Every Tigers starter had either an RBI or a run except Prince Fielder, who was moved from cleanup to third. He now has no homers or RBIs in his last 16 postseason games — dating to last year’s ALCS Game 2. He is as cold in October 2013 as his father, Cecil, was hot in 1996, which is why I called Torre, who once had to disrespect his own first baseman in this month.

Tino Martinez had overcome the burden of replacing an icon, Don Mattingly, to lead the ’96 Yankees in RBIs. But in the first 11 postseason games, Martinez hit .205 with the Prince Fielder double zeroes — no homers, no RBIs. The World Series was switching to Atlanta. The NL city. No DH. Prince’s daddy — Big Daddy — was producing as the DH.

So Torre installed Cecil at first. Actually, for Games 3 and 4, against lefties Tom Glavine and Denny Neagle, Torre benched Martinez, Wade Boggs and Paul O’Neill. He returned O’Neill for Game 5, but only at the urging of bench coach Don Zimmer, who felt O’Neill had given so much, often on a bad hamstring, that he deserved another opportunity. The final out of a 1-0 Game 5 victory — with two on — was a gimpy O’Neill chasing down a Luis Polonia drive to deep right-center.

“You have to do what is in your heart,” Torre said. “The loyalty cannot be to the player. It has to be to the 25, to all the players. No question, it crushes you. These guys have given you everything all year. But you have to check the priority list and the priority is to win those games with what you think is your best lineup. You certainly don’t make knee-jerk decisions. You have a sleepless night the night before. But it is all business at this point of year.”

Leyland pondered these moves from his couch after Game 3 while watching the NLCS, woke and felt the same. He had hitting coach Lloyd McClendon text each player impacted so none would be surprised upon reaching the stadium.

“We had to do something,” Leyland said. “ I thought we had to shake it up a little bit.”

So he shook.
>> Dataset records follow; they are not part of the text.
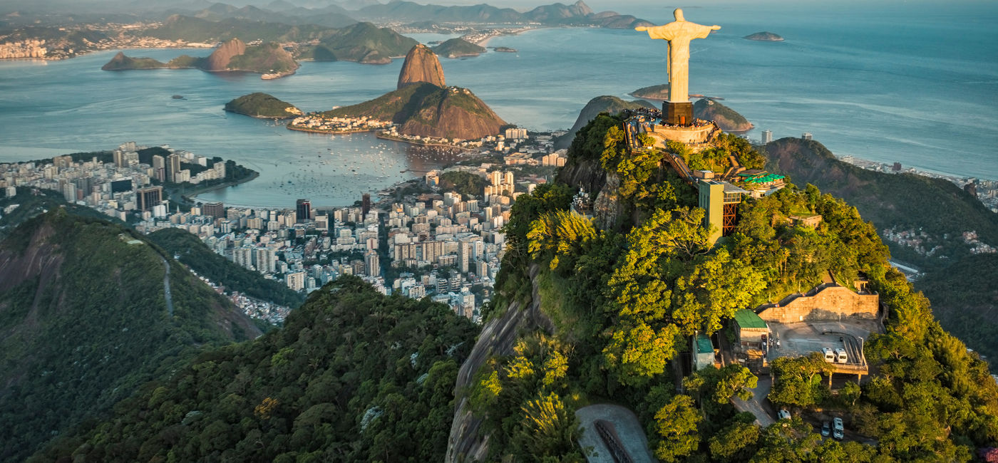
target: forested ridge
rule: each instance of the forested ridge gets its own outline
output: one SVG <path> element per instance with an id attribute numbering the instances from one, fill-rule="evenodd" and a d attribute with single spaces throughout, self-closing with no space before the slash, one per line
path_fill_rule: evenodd
<path id="1" fill-rule="evenodd" d="M 259 333 L 177 262 L 171 313 L 172 259 L 73 210 L 54 207 L 0 242 L 0 461 L 23 461 L 198 347 Z"/>
<path id="2" fill-rule="evenodd" d="M 994 445 L 998 388 L 987 365 L 887 264 L 887 247 L 855 208 L 791 185 L 745 200 L 735 233 L 712 247 L 693 192 L 664 171 L 660 154 L 629 153 L 621 122 L 601 115 L 569 152 L 569 164 L 598 162 L 617 177 L 619 186 L 605 187 L 620 203 L 615 227 L 570 212 L 575 190 L 564 184 L 541 186 L 513 208 L 495 313 L 532 297 L 527 269 L 540 263 L 541 309 L 555 329 L 522 333 L 512 354 L 476 373 L 468 397 L 484 420 L 489 460 L 582 461 L 573 411 L 603 402 L 634 410 L 662 461 L 970 461 Z M 794 227 L 794 214 L 823 221 Z M 672 362 L 689 351 L 688 336 L 727 335 L 738 308 L 779 300 L 828 272 L 843 284 L 868 278 L 889 308 L 886 333 L 865 345 L 876 373 L 833 391 L 823 360 L 779 359 L 768 398 L 841 416 L 877 446 L 821 439 L 799 417 L 759 428 L 730 403 L 756 381 L 738 364 L 690 374 L 677 393 Z"/>
<path id="3" fill-rule="evenodd" d="M 297 307 L 304 297 L 286 284 L 266 279 L 215 253 L 197 235 L 180 229 L 163 229 L 149 233 L 149 239 L 175 255 L 185 265 L 230 291 L 240 291 L 258 299 Z"/>
<path id="4" fill-rule="evenodd" d="M 440 461 L 476 332 L 342 276 L 282 328 L 205 350 L 30 461 Z"/>

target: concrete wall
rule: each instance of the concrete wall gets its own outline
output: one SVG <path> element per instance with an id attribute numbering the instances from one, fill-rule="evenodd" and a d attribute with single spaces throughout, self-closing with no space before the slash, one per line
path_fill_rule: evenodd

Jackson had hit leadoff every game he had started since May 2, 2011. Leyland said he was doing his center fielder “a favor,” removing him from the insta-pressure of hitting first. But Leyland also didn’t mind a subliminal communication to the whole team: Time to wake up.
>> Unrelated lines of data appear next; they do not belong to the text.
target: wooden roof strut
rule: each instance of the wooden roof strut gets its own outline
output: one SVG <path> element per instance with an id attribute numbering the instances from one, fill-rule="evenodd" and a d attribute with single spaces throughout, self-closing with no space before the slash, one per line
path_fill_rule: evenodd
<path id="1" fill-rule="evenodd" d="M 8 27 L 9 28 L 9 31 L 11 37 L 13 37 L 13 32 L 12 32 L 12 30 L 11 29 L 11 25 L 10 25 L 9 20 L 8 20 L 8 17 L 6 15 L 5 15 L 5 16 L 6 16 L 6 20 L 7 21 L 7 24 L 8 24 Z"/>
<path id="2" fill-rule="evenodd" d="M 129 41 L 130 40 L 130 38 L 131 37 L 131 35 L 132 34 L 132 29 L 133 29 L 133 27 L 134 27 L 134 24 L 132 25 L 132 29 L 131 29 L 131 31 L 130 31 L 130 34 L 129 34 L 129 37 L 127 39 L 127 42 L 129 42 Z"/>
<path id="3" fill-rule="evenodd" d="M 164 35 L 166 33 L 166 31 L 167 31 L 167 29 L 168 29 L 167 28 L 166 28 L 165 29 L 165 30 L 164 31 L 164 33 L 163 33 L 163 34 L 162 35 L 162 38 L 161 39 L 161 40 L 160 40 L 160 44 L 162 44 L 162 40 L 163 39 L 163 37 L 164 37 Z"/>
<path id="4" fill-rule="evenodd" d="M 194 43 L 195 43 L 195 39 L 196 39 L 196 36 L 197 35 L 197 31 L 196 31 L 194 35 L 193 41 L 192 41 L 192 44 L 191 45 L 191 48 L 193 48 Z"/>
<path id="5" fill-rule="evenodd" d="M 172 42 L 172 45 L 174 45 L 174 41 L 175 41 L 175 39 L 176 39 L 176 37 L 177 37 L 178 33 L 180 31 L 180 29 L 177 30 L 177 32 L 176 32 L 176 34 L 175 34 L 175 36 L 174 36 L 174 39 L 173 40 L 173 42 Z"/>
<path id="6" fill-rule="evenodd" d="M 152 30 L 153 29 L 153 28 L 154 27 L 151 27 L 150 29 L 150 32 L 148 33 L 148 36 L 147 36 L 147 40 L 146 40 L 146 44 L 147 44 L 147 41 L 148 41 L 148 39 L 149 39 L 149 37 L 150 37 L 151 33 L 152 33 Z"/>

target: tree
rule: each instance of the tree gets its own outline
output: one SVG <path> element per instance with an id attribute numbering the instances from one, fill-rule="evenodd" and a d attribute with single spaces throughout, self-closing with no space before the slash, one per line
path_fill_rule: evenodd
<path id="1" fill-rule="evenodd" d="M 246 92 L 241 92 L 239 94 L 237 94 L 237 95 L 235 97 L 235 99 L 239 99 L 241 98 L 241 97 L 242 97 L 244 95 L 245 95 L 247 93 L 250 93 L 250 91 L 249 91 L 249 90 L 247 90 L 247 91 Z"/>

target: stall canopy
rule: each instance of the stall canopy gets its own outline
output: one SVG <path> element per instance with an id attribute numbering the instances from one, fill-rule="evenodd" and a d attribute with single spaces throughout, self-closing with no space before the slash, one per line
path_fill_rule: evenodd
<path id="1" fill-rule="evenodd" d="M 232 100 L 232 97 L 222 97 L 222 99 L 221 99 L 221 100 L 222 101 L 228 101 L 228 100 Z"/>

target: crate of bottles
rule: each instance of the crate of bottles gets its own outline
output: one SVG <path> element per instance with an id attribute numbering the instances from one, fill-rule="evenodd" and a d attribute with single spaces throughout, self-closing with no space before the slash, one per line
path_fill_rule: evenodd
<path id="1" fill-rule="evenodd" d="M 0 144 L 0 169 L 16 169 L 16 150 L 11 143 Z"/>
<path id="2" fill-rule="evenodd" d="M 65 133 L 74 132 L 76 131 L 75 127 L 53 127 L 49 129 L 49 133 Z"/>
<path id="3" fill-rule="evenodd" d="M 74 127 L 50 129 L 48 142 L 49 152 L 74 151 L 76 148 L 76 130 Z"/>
“You can say I’m nuts, you can say I’m dumb, you can say whatever you want,” Leyland said.

You can say his strategy worked. And Leyland promised to go with the same lineup for Thursday’s Game 5, stick with Prince Fielder third and hope Cecil’s son finally stirs. Meanwhile, Boston manager John Farrell left the impression he would have to shake up his slumping infield left side of Stephen Drew and Will Middlebrooks by inserting rookie Xavier Bogaerts, probably at third against righty Anibal Sanchez.

It is October, after all. The season and patience are shorter.